In [None]:
# Manual Binning Classes Demonstration

This notebook demonstrates the usage of the two new manual binning classes: `ManualIntervalBinning` and `ManualFlexibleBinning`.

## Import necessary libraries

import numpy as np
import pandas as pd
from binning.methods import ManualIntervalBinning, ManualFlexibleBinning

# Set random seed for reproducibility
np.random.seed(42)

## 1. ManualIntervalBinning

### 1.1 Basic Usage

The `ManualIntervalBinning` class allows you to specify exact bin edges for each feature.
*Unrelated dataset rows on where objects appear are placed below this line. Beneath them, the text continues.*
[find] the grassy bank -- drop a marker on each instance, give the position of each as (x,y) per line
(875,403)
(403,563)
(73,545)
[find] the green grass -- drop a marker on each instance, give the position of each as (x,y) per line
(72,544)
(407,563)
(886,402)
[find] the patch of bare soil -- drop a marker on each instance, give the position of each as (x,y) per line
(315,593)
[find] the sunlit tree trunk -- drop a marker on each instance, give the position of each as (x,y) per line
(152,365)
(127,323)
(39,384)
This ensures consistent binning across different datasets.

# Define custom bin edges for different features
edges = {
    0: [0, 18, 35, 50, 65, 100],    # Age groups: child, young adult, adult, middle-aged, senior
    1: [0, 30000, 60000, 100000],   # Income brackets: low, medium, high
    2: [0, 60, 80, 90, 100]         # Score ranges: fail, pass, good, excellent
}

# Create the binning transformer
interval_binner = ManualIntervalBinning(bin_edges=edges)

# Create sample data
X = np.array([
    [25, 45000, 85],   # Young adult, medium income, good score
    [45, 75000, 92],   # Adult, high income, excellent score  
    [70, 25000, 55],   # Senior, low income, fail score
    [30, 55000, 78],   # Adult, medium income, pass score
    [15, 0, 95]        # Child, no income, excellent score
])

print("Original data:")
print(X)

# Fit and transform the data
X_binned = interval_binner.fit_transform(X)
print(f"\nBinned data:")
print(X_binned)

print(f"\nBin edges:")
for col, edges_list in interval_binner.bin_edges.items():
    print(f"  Column {col}: {edges_list}")
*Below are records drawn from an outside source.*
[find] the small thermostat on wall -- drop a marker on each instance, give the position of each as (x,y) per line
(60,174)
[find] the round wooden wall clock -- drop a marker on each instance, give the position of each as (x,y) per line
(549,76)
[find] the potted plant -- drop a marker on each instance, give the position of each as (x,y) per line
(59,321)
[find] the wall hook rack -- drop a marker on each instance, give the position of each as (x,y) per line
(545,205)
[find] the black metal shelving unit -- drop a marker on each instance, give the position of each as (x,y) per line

### 1.2 DataFrame Support with Named Columns

# Create DataFrame with meaningful column names
df = pd.DataFrame({
    'age': [25, 45, 70, 30, 15],
    'income': [45000, 75000, 25000, 55000, 0],
    'score': [85, 92, 55, 78, 95]
})

# Define edges using column names
named_edges = {
    'age': [0, 18, 35, 50, 65, 100],
    'income': [0, 30000, 60000, 100000],
    'score': [0, 60, 80, 90, 100]
}

# Create binner that preserves DataFrame format
df_binner = ManualIntervalBinning(
    bin_edges=named_edges, 
    preserve_dataframe=True
)

df_binned = df_binner.fit_transform(df)
print(f"\nOriginal DataFrame:")
print(df)
print(f"\nBinned DataFrame:")
print(df_binned)

### 1.3 Custom Representatives

You can specify custom representative values for each bin, useful for inverse transformations.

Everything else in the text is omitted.